A plastic disc whizzes through the air, soaring high and landing on the fresh cut dark green grass. With every throw, people converse and relax with their friends, until the game starts and then there is no time for chatting. The game of frisbee might be a pastime for some, but for the members of the up and coming ultimate frisbee team, it is a sport.
According to junior captain Malcolm Clark, while the ultimate frisbee is a club this year, the team is working to become an official sport, but this might not happen this year because of the Brookline School Committee processes that they will need to go through. However, with forty-six signatures at the club fair and little to no cost for the sport to function, Clark said it almost seems inevitable that this team will be created some time in the near future.
Junior Sam Skoler said that they currently play casually on the weekends, but are now hoping to be able to turn a passion into an official sport.

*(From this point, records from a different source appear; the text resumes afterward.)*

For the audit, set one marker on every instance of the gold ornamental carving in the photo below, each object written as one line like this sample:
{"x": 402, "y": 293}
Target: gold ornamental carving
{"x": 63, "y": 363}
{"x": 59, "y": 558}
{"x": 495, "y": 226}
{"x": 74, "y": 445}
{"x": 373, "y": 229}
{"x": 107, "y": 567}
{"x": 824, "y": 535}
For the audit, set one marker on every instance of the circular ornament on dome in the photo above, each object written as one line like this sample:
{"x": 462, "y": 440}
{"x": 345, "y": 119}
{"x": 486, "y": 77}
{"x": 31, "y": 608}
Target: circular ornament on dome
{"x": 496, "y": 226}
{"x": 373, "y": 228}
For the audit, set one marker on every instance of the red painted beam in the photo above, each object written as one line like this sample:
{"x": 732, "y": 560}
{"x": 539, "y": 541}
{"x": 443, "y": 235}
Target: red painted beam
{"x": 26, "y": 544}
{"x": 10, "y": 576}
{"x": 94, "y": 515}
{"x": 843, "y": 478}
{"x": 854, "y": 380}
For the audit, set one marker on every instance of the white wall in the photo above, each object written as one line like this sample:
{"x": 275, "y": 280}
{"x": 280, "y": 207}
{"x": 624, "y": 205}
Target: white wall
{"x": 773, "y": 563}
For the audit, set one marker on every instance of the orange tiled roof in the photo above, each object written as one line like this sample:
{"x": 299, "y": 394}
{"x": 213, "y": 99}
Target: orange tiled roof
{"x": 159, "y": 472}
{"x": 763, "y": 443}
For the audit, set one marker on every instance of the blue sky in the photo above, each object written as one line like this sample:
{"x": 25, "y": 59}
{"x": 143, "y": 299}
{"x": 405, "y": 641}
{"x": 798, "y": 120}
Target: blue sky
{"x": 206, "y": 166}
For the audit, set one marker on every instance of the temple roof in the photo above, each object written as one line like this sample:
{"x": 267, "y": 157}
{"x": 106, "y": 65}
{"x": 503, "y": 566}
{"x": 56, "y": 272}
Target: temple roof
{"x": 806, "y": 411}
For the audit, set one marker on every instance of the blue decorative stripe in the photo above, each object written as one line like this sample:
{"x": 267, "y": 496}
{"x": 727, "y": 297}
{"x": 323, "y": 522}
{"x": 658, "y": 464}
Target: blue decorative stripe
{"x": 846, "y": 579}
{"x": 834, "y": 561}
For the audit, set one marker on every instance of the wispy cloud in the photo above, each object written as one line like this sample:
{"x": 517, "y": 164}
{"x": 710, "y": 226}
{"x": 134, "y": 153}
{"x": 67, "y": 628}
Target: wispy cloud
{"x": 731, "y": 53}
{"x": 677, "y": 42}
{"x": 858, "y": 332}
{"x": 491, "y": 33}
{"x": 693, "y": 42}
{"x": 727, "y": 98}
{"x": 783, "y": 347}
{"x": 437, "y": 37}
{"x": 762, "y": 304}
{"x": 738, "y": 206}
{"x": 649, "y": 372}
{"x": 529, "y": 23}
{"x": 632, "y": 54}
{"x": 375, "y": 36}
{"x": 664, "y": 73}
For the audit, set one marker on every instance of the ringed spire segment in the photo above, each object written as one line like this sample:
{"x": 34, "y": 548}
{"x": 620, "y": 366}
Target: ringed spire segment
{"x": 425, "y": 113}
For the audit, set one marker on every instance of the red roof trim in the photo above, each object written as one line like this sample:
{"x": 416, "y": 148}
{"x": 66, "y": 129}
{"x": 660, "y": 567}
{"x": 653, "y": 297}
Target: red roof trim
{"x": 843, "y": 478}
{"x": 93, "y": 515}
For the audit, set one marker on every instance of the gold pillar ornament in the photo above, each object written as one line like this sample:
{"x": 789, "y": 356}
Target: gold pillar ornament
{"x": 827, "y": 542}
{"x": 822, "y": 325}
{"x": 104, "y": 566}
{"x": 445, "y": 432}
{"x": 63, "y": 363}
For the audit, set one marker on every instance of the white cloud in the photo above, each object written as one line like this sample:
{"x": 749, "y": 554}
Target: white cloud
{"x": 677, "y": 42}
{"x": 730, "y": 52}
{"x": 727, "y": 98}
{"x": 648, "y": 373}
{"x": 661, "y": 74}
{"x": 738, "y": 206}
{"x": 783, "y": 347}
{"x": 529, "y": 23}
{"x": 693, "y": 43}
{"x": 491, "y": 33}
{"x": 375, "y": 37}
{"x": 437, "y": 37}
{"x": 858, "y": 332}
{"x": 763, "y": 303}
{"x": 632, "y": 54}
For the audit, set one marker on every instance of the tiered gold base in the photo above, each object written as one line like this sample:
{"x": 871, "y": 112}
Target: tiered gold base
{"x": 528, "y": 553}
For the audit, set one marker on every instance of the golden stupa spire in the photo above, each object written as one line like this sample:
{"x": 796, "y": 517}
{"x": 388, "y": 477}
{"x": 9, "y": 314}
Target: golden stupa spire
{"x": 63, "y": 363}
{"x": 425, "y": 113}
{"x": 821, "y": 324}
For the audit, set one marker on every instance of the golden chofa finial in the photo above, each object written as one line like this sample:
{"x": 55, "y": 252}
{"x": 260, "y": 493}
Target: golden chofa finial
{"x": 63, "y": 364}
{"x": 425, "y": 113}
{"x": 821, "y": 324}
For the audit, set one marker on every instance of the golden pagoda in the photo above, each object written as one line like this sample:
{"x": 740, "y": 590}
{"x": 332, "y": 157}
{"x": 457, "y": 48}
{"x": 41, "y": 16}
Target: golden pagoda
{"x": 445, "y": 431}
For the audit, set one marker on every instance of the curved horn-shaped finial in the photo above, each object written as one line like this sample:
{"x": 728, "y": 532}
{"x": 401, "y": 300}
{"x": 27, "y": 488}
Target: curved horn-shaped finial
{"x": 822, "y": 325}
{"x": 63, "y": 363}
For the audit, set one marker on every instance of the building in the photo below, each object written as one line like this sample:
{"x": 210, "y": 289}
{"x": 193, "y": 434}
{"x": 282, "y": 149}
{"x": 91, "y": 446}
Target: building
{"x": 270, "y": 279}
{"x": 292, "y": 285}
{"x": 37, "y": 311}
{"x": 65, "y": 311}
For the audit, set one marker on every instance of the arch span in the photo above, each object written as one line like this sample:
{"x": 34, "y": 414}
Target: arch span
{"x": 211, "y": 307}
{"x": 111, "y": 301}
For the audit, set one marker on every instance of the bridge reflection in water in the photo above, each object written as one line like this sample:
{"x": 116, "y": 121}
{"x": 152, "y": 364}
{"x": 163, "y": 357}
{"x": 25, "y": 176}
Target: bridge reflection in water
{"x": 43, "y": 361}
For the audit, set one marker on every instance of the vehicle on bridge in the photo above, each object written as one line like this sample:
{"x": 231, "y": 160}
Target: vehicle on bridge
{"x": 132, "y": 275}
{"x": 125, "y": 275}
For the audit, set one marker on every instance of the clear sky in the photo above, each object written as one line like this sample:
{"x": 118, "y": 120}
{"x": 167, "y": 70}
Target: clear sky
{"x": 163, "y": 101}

“It’s a really great sport, it’s really fun, and all of us really like it. We play so much anyways, that it feels sort of wrong not to have it be a sport,” Skoler said. “I know a lot of people that don’t already play sports, and are looking to do something fun after school for a sports credit. Ultimate frisbee is a fun way to do that.”
In ultimate frisbee, there are seven people on each team with no referees. According to Clark and Skoler, ultimate frisbee is fast-paced and reliant on sportsmanship. Players trust each other to make the calls, believing that their mutual love for the game will outweigh a petty lust to win.
The league that the team would be participating in is the same league that Needham and Newton each have a team in, Clark said.
“We would be put into a group with four other schools and get to play against them, and if we are really good we could move onto something else,” Clark said.
Clark said that there is currently a proposed School Committee sport budget increase that would increase the likelihood of an official ultimate frisbee team.
“They’re going to try and make a couple new sports teams, like fencing and other stuff, because there are so many new kids coming to the high school that they have to make more sports for people to play,” Clark said.
Captains Clark and junior Zachary Leonard still have many details to figure out about practice times and game scheduling. According to Clark, games will most likely be once every week or every other week, and they will probably practice on weekdays only.
Skoler said that in the first weeks of practice the team will work on the fundamentals of the game.
“At first what we are just going to do during practice is toss around the disc and see what people already know,” Skoler said. “I think we are going to go through each of the throws, and just basically get everybody on the same level of their knowledge of the game. So that’s what we’ll be doing at first and I guess we’ll go from there.”
The team has recruited Steve Lantos to be their coach, who, according to Clark and Skoler, has accepted this task. Lantos said his interest in the school’s ultimate frisbee teams stems from his prior involvement in the sport.
“I am a big supporter of ultimate frisbee,” Lantos said. “I played when I was a student here at Brookline High School in the late 70’s.
Lantos said that, ultimately, his goal is to ensure that everyone who wants to play ultimate frisbee has the opportunity to play.
“My involvement here as advisor would be to help organize the team, see that they have transportation or drive the school van and just make sure that the play would be able to happen,” Lantos said.